Face verification is used by a lot of popular firms these days. Facebook is famous for its usage of DeepFace for its face verification needs.
There are four main things you must consider when understanding how to face verification works:
- Input: Scanning an image or a group of images
- Detection of facial features
- Feature comparison and alignment
- Key pattern representation
- Final image classification
- Output: Face representation, which is a result of a multilayer neural network
- Training data: Involves the usage of thousands of millions of images
The implementation of face verification in Python requires special libraries such as glob, NumPy, OpenCV(cv2), and face_recognisation. Among them, OpenCV is one of the most widely used libraries for computer vision and image processing.
OpenCV is a beginner-friendly, cross-platform python library that is mainly used for real-time image and video processing applications. WithOpenCV, you can create applications used for object detection, facial recognition, and object tracking. It can also be used to extract the facial features and identify unique patterns for face verification.
72. What are some of the algorithms used for hyperparameter optimization?

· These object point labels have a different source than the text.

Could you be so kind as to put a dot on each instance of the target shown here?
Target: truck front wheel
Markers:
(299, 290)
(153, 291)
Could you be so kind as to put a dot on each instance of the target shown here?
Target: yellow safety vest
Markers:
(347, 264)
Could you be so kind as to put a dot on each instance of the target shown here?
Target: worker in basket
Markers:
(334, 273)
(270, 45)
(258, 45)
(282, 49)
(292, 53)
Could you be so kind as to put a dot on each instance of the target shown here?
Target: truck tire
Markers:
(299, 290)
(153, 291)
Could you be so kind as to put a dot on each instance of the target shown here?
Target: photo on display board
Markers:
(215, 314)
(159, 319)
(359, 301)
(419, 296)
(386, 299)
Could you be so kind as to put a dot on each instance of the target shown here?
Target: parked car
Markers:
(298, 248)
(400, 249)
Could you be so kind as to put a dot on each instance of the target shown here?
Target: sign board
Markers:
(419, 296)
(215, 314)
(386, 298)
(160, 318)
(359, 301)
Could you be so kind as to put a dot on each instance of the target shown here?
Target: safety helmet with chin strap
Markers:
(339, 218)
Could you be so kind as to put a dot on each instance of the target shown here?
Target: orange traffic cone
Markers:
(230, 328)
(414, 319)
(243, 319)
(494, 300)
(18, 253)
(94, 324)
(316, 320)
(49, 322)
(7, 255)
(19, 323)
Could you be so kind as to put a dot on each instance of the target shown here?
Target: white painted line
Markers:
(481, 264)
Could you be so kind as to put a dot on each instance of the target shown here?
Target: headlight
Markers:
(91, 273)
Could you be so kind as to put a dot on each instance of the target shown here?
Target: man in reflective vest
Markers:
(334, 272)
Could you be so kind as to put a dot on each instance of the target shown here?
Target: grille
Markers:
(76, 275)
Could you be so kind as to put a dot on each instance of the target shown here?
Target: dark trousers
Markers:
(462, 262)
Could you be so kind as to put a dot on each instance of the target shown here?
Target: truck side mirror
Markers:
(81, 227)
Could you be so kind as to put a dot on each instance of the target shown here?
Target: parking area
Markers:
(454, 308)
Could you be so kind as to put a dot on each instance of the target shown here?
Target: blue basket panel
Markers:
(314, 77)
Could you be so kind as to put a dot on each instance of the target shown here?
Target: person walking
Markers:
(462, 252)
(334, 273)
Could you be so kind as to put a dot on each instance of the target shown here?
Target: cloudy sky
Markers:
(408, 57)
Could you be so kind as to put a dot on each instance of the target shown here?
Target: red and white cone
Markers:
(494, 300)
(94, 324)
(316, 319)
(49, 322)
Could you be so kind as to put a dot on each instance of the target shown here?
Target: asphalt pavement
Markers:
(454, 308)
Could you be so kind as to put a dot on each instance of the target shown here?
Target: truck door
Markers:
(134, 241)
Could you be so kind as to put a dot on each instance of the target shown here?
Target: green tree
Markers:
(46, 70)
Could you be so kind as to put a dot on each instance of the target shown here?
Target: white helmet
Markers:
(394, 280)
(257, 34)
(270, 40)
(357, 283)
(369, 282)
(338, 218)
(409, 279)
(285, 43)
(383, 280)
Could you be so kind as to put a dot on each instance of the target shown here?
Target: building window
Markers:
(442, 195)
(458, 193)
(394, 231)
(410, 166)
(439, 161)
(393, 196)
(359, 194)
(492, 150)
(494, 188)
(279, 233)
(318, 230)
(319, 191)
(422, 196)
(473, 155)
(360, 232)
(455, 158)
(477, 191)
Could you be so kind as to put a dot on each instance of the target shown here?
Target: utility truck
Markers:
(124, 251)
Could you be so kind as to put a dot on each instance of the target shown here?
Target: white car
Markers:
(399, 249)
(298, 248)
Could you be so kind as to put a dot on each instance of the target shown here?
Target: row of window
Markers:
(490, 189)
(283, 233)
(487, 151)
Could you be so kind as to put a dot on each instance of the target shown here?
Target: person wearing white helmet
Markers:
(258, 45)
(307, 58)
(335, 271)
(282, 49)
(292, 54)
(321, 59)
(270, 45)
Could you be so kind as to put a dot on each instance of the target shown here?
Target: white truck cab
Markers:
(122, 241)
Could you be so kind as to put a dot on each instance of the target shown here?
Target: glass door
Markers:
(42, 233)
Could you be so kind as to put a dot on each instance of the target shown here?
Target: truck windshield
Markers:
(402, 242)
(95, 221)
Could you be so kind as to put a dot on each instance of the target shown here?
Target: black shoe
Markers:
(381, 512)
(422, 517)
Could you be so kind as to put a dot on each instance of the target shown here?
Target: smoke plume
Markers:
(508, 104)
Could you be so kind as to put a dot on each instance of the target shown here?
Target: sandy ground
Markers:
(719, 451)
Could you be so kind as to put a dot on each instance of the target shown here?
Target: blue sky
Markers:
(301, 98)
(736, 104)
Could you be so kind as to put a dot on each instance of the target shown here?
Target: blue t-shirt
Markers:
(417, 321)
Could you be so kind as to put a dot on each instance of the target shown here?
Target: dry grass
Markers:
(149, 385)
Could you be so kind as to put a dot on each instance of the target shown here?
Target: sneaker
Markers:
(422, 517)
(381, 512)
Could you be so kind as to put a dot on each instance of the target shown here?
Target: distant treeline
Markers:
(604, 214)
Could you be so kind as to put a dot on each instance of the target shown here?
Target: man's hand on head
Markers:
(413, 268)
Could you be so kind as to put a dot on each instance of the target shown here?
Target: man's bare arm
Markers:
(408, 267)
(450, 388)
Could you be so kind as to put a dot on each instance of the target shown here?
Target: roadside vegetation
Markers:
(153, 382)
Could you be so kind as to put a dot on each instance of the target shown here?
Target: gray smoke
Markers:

There are many algorithms that are used for hyperparameter optimization, and the following are the three main ones that are widely used:
- Bayesian optimization
- Grid search
- Random search
73. What is overfitting? How is overfitting fixed?
Overfitting is a situation that occurs in statistical modeling or Machine Learning where the algorithm starts to over-analyze data, thereby receiving a lot of noise rather than useful information. This causes low bias but high variance, which is not a favorable outcome.
Overfitting can be prevented by using the below-mentioned methods:
- Early stopping
- Ensemble models
- Feature removal
74. How is overfitting avoided in neural networks?
Overfitting is avoided in neural nets by making use of a regularization technique called ‘dropout.’
By making use of the concept of dropouts, random neurons are dropped when the neural network is being trained to use the model doesn’t overfit. If the dropout value is too low, it will have a minimal effect. If it is too high, the model will have difficulty in learning.